Consequences of the postulates of social evolution
Although Social Darwinism initially emerged as a sociological theory, his postulates served as inspiration for a number of political and social movements which justified the structures of domination and the capitalist economic system.
Nazism is one of the clearest examples. of the appropriation of the ideas of social Darwinism. the postulates of the superiority of one race over another and the idea that human evolution is given by the survival of the fittest inspired the atrocities of Hitler and his followers.
in his essay My fight (1925)Hitler stressed the importance of purity of blood and made parallel arguments to Spencer’s, defending the need for a society based on a pattern of elite domination. This led to the mass extermination of what he considered “inferior races” (Jews, blacks, homosexuals, among others) and the promotion of maternity and eugenics programs, aimed at the reproduction of Aryan genes and the training of girls and boys with the ideology of the party.
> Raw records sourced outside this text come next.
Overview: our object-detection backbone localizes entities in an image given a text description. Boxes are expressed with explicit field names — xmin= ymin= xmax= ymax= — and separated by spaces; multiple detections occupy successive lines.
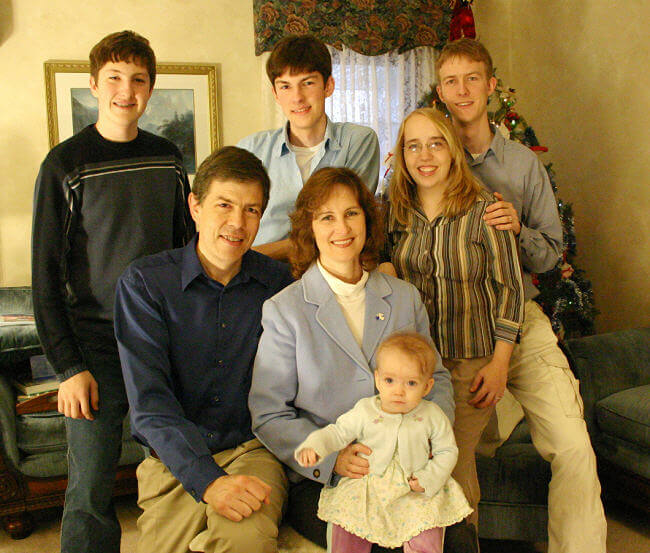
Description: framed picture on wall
xmin=45 ymin=60 xmax=220 ymax=175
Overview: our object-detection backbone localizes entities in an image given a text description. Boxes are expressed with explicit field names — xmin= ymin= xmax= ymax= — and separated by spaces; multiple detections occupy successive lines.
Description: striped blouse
xmin=387 ymin=190 xmax=524 ymax=359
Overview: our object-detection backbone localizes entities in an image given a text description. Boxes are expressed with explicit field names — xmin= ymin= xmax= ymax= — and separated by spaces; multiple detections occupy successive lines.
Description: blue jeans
xmin=61 ymin=348 xmax=128 ymax=553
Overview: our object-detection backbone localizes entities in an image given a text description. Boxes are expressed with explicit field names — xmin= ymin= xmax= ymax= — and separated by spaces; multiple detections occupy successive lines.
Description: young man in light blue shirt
xmin=237 ymin=36 xmax=379 ymax=259
xmin=436 ymin=38 xmax=607 ymax=553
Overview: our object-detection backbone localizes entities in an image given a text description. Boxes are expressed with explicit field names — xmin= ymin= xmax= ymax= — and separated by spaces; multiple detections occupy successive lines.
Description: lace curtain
xmin=253 ymin=0 xmax=453 ymax=56
xmin=325 ymin=46 xmax=436 ymax=181
xmin=259 ymin=46 xmax=437 ymax=185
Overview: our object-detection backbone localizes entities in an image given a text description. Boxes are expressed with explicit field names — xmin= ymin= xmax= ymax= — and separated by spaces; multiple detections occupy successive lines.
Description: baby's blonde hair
xmin=377 ymin=332 xmax=436 ymax=378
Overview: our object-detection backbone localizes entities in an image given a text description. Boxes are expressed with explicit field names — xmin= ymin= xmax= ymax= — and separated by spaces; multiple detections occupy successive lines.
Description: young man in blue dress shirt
xmin=237 ymin=35 xmax=379 ymax=259
xmin=115 ymin=146 xmax=291 ymax=553
xmin=436 ymin=38 xmax=607 ymax=553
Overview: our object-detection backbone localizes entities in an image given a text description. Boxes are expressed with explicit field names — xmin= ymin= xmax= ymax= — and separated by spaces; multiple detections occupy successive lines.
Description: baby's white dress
xmin=297 ymin=397 xmax=472 ymax=547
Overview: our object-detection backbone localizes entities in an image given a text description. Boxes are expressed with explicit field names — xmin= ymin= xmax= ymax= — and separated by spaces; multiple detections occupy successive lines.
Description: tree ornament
xmin=449 ymin=0 xmax=476 ymax=42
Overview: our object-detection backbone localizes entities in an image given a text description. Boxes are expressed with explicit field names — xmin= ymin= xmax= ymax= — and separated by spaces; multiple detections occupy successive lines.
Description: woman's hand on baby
xmin=298 ymin=447 xmax=320 ymax=467
xmin=467 ymin=360 xmax=508 ymax=409
xmin=334 ymin=444 xmax=372 ymax=478
xmin=409 ymin=476 xmax=424 ymax=493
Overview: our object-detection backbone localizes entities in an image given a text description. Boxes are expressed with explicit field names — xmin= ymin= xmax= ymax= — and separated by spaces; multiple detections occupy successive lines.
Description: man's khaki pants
xmin=444 ymin=300 xmax=607 ymax=553
xmin=137 ymin=439 xmax=287 ymax=553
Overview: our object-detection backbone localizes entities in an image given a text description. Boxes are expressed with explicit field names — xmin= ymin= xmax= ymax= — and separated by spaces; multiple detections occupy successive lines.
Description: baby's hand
xmin=298 ymin=447 xmax=319 ymax=467
xmin=409 ymin=476 xmax=424 ymax=493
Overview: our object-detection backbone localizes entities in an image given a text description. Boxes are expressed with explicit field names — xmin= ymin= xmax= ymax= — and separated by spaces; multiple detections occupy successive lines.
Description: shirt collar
xmin=465 ymin=124 xmax=506 ymax=167
xmin=274 ymin=115 xmax=334 ymax=157
xmin=181 ymin=232 xmax=274 ymax=290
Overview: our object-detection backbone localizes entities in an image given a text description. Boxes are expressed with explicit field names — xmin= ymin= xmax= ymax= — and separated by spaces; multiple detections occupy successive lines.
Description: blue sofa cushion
xmin=0 ymin=287 xmax=41 ymax=367
xmin=596 ymin=385 xmax=650 ymax=449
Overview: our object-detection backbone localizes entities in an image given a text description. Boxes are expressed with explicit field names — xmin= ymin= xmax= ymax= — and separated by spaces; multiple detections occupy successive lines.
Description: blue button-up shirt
xmin=465 ymin=128 xmax=563 ymax=300
xmin=115 ymin=237 xmax=292 ymax=501
xmin=237 ymin=119 xmax=379 ymax=246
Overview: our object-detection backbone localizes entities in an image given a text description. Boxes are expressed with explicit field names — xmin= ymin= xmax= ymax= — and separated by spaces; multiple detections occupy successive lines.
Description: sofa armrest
xmin=0 ymin=374 xmax=20 ymax=470
xmin=565 ymin=328 xmax=650 ymax=437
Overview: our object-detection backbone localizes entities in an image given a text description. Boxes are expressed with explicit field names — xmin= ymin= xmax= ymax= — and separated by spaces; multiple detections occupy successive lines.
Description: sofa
xmin=0 ymin=287 xmax=144 ymax=538
xmin=567 ymin=328 xmax=650 ymax=513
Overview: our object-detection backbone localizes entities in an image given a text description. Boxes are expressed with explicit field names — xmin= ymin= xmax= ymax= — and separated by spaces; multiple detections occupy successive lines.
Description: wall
xmin=473 ymin=0 xmax=650 ymax=332
xmin=0 ymin=4 xmax=262 ymax=286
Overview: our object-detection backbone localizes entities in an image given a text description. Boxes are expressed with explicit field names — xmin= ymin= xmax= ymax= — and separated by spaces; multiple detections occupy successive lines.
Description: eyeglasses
xmin=404 ymin=139 xmax=447 ymax=155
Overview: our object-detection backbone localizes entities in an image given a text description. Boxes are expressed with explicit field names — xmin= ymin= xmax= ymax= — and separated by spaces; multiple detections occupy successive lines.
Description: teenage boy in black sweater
xmin=32 ymin=31 xmax=194 ymax=553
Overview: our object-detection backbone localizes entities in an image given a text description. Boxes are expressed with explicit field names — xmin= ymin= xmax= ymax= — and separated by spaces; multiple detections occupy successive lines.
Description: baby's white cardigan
xmin=295 ymin=396 xmax=458 ymax=497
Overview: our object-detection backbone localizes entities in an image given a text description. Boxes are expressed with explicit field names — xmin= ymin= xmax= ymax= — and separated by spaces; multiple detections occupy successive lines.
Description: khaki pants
xmin=445 ymin=300 xmax=607 ymax=553
xmin=137 ymin=439 xmax=287 ymax=553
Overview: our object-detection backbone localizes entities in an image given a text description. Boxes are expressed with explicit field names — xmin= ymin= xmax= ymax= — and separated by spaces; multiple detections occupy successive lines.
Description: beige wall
xmin=0 ymin=0 xmax=650 ymax=331
xmin=0 ymin=0 xmax=262 ymax=286
xmin=474 ymin=0 xmax=650 ymax=332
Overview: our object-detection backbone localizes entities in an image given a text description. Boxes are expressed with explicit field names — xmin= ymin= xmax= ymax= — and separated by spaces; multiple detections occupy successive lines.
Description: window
xmin=325 ymin=46 xmax=437 ymax=187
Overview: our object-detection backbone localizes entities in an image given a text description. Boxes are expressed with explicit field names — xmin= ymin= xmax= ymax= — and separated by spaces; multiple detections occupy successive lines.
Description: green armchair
xmin=567 ymin=328 xmax=650 ymax=512
xmin=0 ymin=287 xmax=144 ymax=538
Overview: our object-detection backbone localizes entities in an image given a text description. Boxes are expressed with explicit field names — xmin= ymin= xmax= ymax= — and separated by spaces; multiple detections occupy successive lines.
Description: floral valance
xmin=253 ymin=0 xmax=454 ymax=56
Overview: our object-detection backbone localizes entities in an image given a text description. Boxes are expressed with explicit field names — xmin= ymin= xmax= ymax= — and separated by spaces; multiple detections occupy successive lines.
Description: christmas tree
xmin=418 ymin=79 xmax=598 ymax=338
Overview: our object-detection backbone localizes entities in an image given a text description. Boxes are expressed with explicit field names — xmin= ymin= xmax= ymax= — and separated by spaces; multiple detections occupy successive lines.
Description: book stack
xmin=11 ymin=355 xmax=59 ymax=403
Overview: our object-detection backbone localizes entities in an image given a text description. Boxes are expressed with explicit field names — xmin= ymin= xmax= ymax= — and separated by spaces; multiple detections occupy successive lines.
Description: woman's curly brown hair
xmin=289 ymin=167 xmax=384 ymax=279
For its part, it is possible to identify how Darwin’s ideas influenced the constructs of gender and deepened the dominance of the masculine gender over the feminine. For example inside The origin of man (1871), Darwin makes the following distinction:
This idea found its way into social Darwinism and favored a social structure of domination by men over women. The former are considered to be stronger, fitter and more intelligent.
Social Darwinism today
Social Darwinism lost its status as a scientific theory after World War I. and was completely discredited at the end of WWII. This was due to his association with Nazism and the growing scientific consensus that he was baseless.
Indeed, biologists and historians have argued that this is a naturalistic error. The theory of natural selection only tries to describe a biological phenomenon, which cannot be extrapolated to human society.